On December 22, 2014, the U.S. Food and Drug Administration (FDA) issued a draft guidance regarding the transfer of a premarket notification (510(k)) clearance. If a medical device establishment sells a device that is not 510(k)-exempt to another company, it can include the 510(k) clearance for the device along with the sale. As long as the new owner of the device does not significantly change or modify the device, FDA does not require a new 510(k) submission.
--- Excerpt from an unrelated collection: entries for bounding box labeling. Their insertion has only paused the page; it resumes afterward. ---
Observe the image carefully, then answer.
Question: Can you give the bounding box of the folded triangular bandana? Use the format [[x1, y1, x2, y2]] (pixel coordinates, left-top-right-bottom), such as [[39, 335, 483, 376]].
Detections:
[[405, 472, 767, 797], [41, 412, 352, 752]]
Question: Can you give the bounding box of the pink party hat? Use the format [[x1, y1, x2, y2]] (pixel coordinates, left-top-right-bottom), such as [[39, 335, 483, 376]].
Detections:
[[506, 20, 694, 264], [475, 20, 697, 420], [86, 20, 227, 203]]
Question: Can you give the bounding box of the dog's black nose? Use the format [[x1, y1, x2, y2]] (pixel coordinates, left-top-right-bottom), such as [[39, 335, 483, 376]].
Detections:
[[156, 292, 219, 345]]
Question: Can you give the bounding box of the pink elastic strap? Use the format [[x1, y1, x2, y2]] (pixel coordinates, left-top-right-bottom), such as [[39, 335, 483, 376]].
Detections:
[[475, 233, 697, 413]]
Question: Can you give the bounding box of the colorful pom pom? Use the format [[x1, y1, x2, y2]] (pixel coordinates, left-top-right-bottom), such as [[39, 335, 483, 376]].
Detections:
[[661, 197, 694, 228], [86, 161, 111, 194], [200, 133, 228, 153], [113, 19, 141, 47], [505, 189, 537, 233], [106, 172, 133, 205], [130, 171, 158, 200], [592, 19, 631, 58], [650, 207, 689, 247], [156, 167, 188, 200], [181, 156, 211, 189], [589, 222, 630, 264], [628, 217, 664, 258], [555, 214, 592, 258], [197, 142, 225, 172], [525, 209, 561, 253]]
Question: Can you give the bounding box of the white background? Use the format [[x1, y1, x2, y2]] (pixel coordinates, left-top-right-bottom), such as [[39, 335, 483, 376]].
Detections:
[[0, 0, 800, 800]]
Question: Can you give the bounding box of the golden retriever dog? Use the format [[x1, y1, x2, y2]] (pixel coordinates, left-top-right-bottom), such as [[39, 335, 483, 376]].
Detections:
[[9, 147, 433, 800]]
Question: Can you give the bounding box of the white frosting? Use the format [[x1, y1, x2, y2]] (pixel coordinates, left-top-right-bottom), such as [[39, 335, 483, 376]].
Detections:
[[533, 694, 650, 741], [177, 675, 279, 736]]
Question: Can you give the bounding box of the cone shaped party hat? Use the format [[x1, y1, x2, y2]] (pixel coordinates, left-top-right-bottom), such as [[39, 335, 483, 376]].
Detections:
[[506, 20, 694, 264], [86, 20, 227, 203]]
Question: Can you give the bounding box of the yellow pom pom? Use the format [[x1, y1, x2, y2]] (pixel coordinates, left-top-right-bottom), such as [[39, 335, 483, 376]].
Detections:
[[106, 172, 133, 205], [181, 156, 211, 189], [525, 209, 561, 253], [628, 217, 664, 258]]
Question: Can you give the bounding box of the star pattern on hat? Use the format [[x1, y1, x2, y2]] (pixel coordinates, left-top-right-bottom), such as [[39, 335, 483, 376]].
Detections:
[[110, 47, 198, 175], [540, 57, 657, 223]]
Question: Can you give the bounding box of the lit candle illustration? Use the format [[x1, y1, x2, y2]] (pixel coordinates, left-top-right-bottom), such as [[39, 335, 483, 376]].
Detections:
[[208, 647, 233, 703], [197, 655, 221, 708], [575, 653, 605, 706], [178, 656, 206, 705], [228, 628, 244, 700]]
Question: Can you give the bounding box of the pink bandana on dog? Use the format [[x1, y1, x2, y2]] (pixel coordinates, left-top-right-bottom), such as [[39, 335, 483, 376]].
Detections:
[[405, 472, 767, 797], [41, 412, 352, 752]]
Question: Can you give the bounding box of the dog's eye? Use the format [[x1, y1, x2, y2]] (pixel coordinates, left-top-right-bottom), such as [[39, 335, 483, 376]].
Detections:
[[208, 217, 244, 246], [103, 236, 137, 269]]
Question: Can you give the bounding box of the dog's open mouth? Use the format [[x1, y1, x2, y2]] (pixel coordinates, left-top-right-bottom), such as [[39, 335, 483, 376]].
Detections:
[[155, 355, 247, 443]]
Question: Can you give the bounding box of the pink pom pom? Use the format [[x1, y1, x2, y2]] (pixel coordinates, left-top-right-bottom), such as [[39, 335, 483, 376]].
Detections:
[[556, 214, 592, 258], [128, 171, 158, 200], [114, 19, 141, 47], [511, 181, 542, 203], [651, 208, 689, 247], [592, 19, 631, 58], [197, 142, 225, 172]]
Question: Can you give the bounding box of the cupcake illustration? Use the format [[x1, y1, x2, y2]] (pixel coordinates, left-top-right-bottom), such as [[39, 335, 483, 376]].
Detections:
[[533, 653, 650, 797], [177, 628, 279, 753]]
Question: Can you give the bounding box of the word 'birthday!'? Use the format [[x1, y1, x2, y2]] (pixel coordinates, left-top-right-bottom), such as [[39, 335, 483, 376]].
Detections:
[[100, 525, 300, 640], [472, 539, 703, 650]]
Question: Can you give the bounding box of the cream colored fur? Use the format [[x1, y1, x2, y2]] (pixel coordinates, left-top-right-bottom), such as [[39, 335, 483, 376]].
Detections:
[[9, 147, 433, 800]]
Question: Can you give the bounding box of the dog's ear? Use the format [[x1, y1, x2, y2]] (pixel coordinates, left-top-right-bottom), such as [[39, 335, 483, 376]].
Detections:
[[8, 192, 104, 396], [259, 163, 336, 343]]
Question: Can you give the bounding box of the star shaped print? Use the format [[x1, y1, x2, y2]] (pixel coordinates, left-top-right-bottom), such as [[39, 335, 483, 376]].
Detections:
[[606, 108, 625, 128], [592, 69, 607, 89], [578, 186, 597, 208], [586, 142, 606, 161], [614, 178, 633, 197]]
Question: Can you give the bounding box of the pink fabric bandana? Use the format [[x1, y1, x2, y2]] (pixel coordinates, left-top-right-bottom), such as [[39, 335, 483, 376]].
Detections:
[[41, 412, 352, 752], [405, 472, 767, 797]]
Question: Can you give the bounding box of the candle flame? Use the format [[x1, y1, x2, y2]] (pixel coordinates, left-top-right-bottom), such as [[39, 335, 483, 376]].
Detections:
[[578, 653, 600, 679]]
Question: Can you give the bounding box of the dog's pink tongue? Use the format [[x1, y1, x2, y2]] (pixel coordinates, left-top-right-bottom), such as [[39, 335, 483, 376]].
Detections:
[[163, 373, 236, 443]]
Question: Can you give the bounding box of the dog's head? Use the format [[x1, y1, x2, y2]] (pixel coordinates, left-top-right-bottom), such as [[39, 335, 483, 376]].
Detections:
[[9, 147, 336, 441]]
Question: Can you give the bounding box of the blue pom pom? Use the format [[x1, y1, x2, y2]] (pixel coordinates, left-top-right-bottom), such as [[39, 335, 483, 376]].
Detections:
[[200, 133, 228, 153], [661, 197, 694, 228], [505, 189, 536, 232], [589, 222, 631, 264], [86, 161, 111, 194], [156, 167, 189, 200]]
In the past, FDA has had trouble tracking the history of 510(k) holders. So, in 2012, FDA modified its regulations to require device establishments to include their FDA-assigned 510(k) number in their device listing information. This way, when device establishments complete their required annual listing updates, FDA is presented with updated information about the 510(k) holder for a specific device. Aside from updating their listing information, device establishments are not required to give FDA additional notification of the transfer of ownership of a 510(k). FDA does, however, recommend that the current 510(k) holder maintain documentation of the transfer of a 510(k) clearance.
Since there may be only one 510(k) holder for a specific device, if two entities list the same 510(k) number in the same annual listing period, FDA’s 510(k) database will show the person who listed their device most recently as the 510(k) holder. FDA will contact both companies that listed the number and attempt to determine a single 510(k) holder. If the situation cannot be resolved by FDA, the company may submit evidence, such as a court order or verification from the previous holder, to be established as the rightful 510(k) holder. If a 510(k) holder is determined, and the other company is found to have been marketing a device without the required 510(k) clearance, that company would be in violation of the Food, Drug, and Cosmetic Act.